Several companies reported a reduction in spud to well drilling days, allowing the potential for drilling more wells at the same cost, in turn yielding more production. Oxy has seen a 40% decrease in spud to rig release time in the Wolfcamp area of its Permian holdings from 43 days in 2014 to 26 days in March this year with a target of eventually reaching 16 days, according to the company’s Q1 earnings presentation.
To that end, the company is using a process called ‘mechanical specific energy’ which looks at the formations to be drilled and designs ‘exactly how much we should do,’ said soon-to-be Oxy CEO Vicki Hollub in its earnings call, including ‘how fast we should rotate the bit and how much weight we should put on it by interval.’
This and other measures allowed the company to increase production guidance for 2015 to 9%-13% over 2014’s 591,000 b/d of oil equivalent, the company said, while decreasing costs. Well costs fell 24% from 2014 to the end of May to $8.3 million, with a target of reaching $6.5 million, the company said.
Pioneer Natural Resources is experimenting with efficiencies on several fronts in the Permian. For example, it is modifying the casing design in drilling its core Spraberry/Wolfcamp formation operation. Now in test phase, the technique offers $500,000-$1 million savings per well and shaves off 10-15 days per well, Pioneer officials have said.
Another savings comes from expanded use of dissolvable plugs in the Eagle Ford Shale, the company said. The plugs isolate fracture intervals along horizontal wells, and using them avoids having to drill them out after a well is fractured. The savings is about $300,000 per well and completion time is reduced by three days per well.
Efficiency gains are not only in shale; Canada’s oil sands patch is also making technological strides.
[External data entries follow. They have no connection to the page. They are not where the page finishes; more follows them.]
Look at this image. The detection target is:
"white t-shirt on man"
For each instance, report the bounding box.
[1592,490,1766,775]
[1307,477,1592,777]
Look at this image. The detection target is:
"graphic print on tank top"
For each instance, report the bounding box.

MEG Energy has tweaked existing enhanced modification steam and gas push (eMSAGP) technology, which is typically used years after steam assisted gravity drainage (SAGD) is employed, but MEG is using it earlier in the production cycle.
In SAGD wells, steam is used to heat and pressurize the reservoir, and when the steam cools pressure is lost. But with eMSAGP, gas is able to maintain high pressure without the loss due to cooling steam. The steam can then be redeployed to new wells. This has allowed MEG to reduce steam injection to existing wells by 55% and help cut the cost of production.
The efficiency gains, big and small, are why internal rates of return for basins across the shale-scape are over 10% even with WTI at $50/b, according to Platts’ Bentek Energy calculations. WTI settled at $59.13/b Friday.
Those returns are ultimately what matters and keeps tight oil pumping. OPEC’s actions were a wake-up call, but now the tables have turned and, as ConocoPhillips CEO Ryan Lance warned last week, OPEC needs to prepare for even more competition on the ‘real possibility’ the US crude export ban gets lifted.